In San Luis Obispo, many small bands have made, or are working to make their mark, with the aid of passion, band chemistry and a desire for success.
Three-piece local-band Kiwi Kannibal was established upon the foundation of friendship when its two senior members discovered the value in working together.
“I would go over to Adrian’s dorm and he would play bass and I’d play guitar and we’d start jamming out,” journalism senior Amanda Wernik said, who is the band’s lead singer and guitarist. “That was when I started figuring out how to record music and finding a sound. We just had musical chemistry and we just started hanging out together, like he was my music homie.”
With the establishment of local bands such as Kiwi Kannibal, the importance of building a community within the band scene has become more recognized by those within it. Armstrong said it is key that there is a mutual sense of respect and a level of “stoke,” or passion, present.
Throughout her experience in Purple Hibiscus, Armstrong said she has also realized that these communal bonds stem from, and can also cater to, the spirit of artistry.
“I think what’s really unique about the music scene here in SLO is there’s just such an essence of creativity that is always blooming in music, art, just all things creative,” Armstrong said.
Wernik echoed that the role this type of atmosphere can serve is where everything “comes full circle” and you can “form a core community of creatives who can hype up each other’s work,” she said.
While the creative and collaborative aspects of the band scene are often positively characterized, there are still learning curves.
Adrian Rosas, the bass guitarist of Kiwi Kannibal and journalism senior, described the early phase of starting a band as the “honeymoon phase.”
This phase for Kiwi Kannibal came to a halt when its members found themselves in need of a drummer.
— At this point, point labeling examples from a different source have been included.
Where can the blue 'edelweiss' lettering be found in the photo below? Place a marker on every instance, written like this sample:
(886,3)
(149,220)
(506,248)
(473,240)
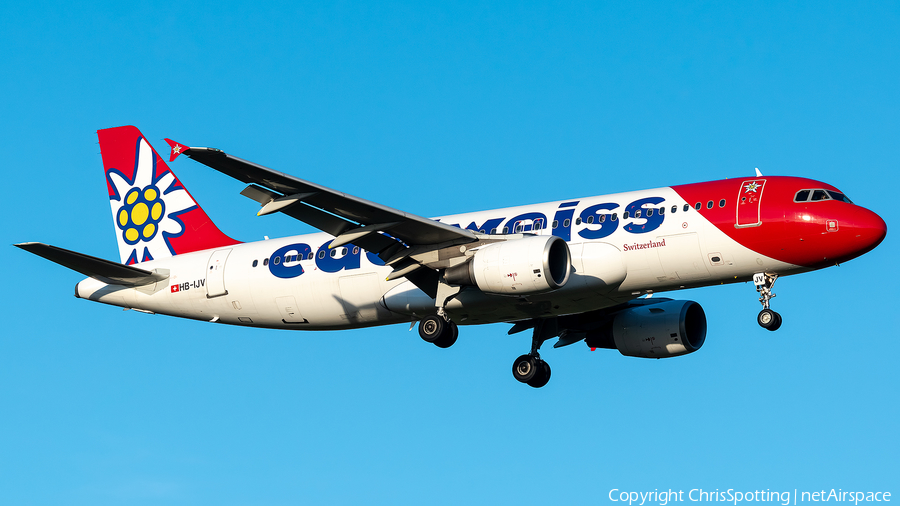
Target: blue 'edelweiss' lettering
(285,261)
(595,220)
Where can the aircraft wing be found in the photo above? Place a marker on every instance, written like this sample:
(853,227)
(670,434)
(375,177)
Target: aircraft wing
(348,218)
(111,273)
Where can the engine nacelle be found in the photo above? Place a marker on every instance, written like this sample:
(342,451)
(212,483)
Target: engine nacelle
(523,266)
(666,329)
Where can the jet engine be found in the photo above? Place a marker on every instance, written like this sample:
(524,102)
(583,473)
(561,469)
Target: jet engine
(525,266)
(665,329)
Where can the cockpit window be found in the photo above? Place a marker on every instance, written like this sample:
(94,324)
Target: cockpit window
(818,195)
(839,196)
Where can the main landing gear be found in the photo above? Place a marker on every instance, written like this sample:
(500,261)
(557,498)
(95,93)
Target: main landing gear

Despite their initial concern about how they would carry on until they found one, the band was met with even more support and more collaboration than before when they turned to the broader San Luis Obispo music community for help.
“We made a lot of really good friends in the scene and that was one of the moments that me and Amanda kind of realized that it was really cool to connect with a lot of the musicians here,” Rosas said. “Not all of them, but a lot of them, because you can’t be friends with everybody, but we made a lot of good connections with a lot of people.”
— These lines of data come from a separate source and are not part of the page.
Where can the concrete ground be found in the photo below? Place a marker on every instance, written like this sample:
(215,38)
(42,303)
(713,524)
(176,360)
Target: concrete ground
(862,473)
Just as Kiwi Kannibal had interim drummers for a more extended period of time, the bands in San Luis Obispo are generally flexible and use substitute musicians when needed. Armstrong said that other bands often use substitute musicians from different groups when a member leaves or is unavailable for a show.
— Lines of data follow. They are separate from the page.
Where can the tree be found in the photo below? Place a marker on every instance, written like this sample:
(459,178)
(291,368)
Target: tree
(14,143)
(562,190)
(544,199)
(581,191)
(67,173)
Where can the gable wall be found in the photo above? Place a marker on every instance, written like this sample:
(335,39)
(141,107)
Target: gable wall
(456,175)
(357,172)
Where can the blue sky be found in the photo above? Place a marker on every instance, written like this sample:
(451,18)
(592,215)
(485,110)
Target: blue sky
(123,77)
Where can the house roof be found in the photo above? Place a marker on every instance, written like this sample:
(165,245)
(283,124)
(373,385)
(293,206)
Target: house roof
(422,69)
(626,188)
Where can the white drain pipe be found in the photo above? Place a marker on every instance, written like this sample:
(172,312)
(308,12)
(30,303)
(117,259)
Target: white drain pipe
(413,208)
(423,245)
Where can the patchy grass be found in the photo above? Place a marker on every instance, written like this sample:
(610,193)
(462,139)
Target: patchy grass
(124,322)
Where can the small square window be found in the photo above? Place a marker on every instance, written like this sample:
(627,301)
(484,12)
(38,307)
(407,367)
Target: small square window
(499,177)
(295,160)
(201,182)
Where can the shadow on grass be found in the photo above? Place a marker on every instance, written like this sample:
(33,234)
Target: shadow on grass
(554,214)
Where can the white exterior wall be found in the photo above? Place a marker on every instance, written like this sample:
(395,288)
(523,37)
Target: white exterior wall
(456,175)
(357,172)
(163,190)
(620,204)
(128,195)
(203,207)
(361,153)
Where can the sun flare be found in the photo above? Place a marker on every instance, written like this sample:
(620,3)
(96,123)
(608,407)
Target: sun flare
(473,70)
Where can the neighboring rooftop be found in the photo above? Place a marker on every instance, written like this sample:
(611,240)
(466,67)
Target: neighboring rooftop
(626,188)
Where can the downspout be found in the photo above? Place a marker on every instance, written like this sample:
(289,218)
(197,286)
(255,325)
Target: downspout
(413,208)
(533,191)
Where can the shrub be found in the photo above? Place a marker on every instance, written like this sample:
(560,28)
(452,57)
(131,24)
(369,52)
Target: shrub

“Especially being in college and being so busy and having so many different realms that we’re occupying, like we’re not able to make every show so it just kind of depends on the band’s flexibility,” Armstrong said.
Bands in the San Luis Obispo community also show their support by attending each other’s shows. Armstrong said people may promote shows that are not their own on social media, or that even those within the band scene, including herself, may go see other bands perform, both as a sign of solidarity and for the enjoyment of it.
“This is my final quarter at Cal Poly, so I think really just prioritizing the shows and the people I want to play with. Every time I see a Couch Dog show, I’m in the mosh having a good time, sweating, smiling, everything,” Armstrong said.
This universalized collaboration also helped Kiwi Kannibal to develop “a core sound that people kept coming back [to]” and find a songwriting style that “stuck out as distinctly [their] own,” Wernik said. Now with their permanent drummer Jon Achee, Wernik also said she believes that Kiwi Kannibal is more stable than it would have been without the band’s prior collaboration with temporary drummers.
Partnerships in the local music community have also manifested in ways that aren’t as directly associated with the crossing over of band members in shows.
Kiwi Kannibal has been recently working with Max Ferrer, a member of the band Couch Dog and a logo designer, to produce shirt designs, poster graphics and logos for their own band.
Bands also assist one another by coordinating for each one to bring some of the equipment that’s needed for house shows or other events so not one band has to handle it alone, which Achee said is a useful form of collaboration.
As this community continues to develop with the presence and involvement of new musical creators, Armstrong said that the fellowship that has been woven between bands will grow with it.
“There’s just a hunger for having live music be available again. I think that collaboration is definitely at the center of that, because it takes a village to get all of this going up again,” Armstrong said. “It can’t just be one band, it has to be all the bands having that same shared vision of making music alive in SLO.”
Correction: This article was updated to correct name spellings.